時計を見ると四時十五分。ちょっと小腹が空く頃だ。
咲太郎はテキストやワークをトントンと揃えて鞄にしまうと、
「ちょっとそこのカフェでお茶でもしてく?」
と光を誘った。もちろん光に断る理由など無い。「行く行く!」と大型犬のように尻尾を振って咲太郎の後をついて行った。
ここの図書館のカフェは入口のすぐ横に併設されている。カフェで飲み物を買って図書コーナーの方には行けないが、借りた本を持ってカフェで読むことは可能だ。
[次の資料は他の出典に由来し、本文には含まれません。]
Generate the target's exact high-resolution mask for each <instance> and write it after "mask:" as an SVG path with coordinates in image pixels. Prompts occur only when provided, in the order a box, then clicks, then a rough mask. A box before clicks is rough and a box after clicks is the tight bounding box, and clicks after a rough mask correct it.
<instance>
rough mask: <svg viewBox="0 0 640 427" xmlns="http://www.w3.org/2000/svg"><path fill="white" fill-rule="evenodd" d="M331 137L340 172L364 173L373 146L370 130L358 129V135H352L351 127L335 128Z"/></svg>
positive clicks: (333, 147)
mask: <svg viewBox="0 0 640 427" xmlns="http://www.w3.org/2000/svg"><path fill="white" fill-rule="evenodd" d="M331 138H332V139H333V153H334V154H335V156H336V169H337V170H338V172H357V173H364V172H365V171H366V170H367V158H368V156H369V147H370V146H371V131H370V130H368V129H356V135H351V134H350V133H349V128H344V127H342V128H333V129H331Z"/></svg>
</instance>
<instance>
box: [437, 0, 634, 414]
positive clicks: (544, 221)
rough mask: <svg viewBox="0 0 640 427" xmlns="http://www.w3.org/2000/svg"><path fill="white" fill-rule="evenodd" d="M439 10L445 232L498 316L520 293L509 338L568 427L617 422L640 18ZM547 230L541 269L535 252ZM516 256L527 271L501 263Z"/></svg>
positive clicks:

咲太郎は数冊本を受付で借りると、エントランスを通って光とカフェに移動しようとした。
「――あれ? 成宮?」
入口から入って来た男子高校生に声をかけられる。
咲太郎は声をかけてきた男子学生の顔を見ると一瞬動きを止め、スッと表情を無くした。
学校帰りなのだろうか、男子学生の着ている制服は確か――私立名門校の海成学園のものだ。
久しぶりじゃん、と気さくに声をかけてくる男子学生の態度とは真逆の態度で、咲太郎は表情を硬くしてうん、と小さく相づちを打った。
「成宮、高校どこに行ったんだっけ? 高等部に行ったらいなかったからびっくりしたわ」
学年一の秀才の快進撃が高等部でもみられると思ったのになァ、と咲太郎を持ち上げるが、やけに粘着質なその言い方に光は何故か不快感を覚えた。
「で、どこに行ってんの?」
別に隠すこともないので、咲太郎は小さく「向陽台高校」と答えた。
だが男子学生はことさら大きな声をだした。
「向陽台! 海成でトップを走ってた成宮が向陽台かあ〜! レベルを落としたら物足りないんじゃないのォ?」
あ、それとも何? もう大学進学は適当な感じ?
小馬鹿にした物言いに、光がカチンときた。
「咲、もう行こ!」
ぐいっと咲太郎の手を掴んで咲太郎と男子学生の間に立つ。
光は軽く男子学生を睨むと、
「オレは咲がいてくれるから毎日楽しいし、気にすることなんてない!」
そう吐き捨てると、唖然とする男子学生を置いて咲太郎をカフェに引っ張っていった。